Beyond Whole Slide Imaging
Whole slide imaging already offers tremendous advantages in remote consultations and telehealth, and will be even more compelling in other uses when speed is increased and cost is decreased. Whole slide images tend to be brightfield images – as if a standard microscope image were placed inside a computer.
Another technology – multispectral imaging – moves beyond that visual concept. “Multi-spectral imaging allows us to interrogate tissue in a multiplexed, multichannel way through the use of antibodies and fluorophores,” explained Feldman.
What, exactly, might be detected on multispectral inspection that could not be seen on whole slide imaging? Feldman answered, “We will be able to dissect oncogenic pathways, immune responses; it will depend on what markers are available on the protein level. It’s very much like flow cytometry for the slide – it allows us to investigate one or more proteins in each and every cell, and allows us to understand the biologic questions of cell proliferation and cell death.
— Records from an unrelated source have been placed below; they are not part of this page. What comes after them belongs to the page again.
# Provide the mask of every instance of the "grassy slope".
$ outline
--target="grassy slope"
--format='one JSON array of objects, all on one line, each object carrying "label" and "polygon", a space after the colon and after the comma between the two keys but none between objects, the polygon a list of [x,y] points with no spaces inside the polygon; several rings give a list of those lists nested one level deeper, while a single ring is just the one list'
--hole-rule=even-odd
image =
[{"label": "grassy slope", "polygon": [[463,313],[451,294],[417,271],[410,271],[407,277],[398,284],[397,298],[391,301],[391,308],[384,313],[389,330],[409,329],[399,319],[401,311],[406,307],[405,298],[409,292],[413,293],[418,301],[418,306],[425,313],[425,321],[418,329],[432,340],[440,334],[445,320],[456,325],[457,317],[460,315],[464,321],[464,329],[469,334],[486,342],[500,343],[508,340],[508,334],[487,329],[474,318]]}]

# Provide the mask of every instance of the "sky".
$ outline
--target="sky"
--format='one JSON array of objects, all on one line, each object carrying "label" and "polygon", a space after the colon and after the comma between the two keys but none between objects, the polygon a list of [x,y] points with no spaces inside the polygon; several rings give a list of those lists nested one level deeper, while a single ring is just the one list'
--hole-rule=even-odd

“The way we do things today is one color at a time, and then we try to visually compare things. The reality is that it is very hard to do,” Feldman said. “But being able to stain tissues for four, five or more antibodies at a time so that we can co-localize the information brings us to another level of sophistication in diagnosing disease and prognosticating outcomes. It has huge potential.”
Right now, multispectral imaging is primarily a research tool, requiring a multispectral technical platform (Feldman said PerkinElmer offers an “excellent platform” which is in use at the University of Pennsylvania) as well as expertise in the specialized staining.
As for clinical use, it’s not far away, said Feldman. “We are having great progress. I expect to see this first in hematopathology where it will be very useful. At Penn, we believe we may be able to bring up four- or five-color staining as a routine analytic test in the next two years.”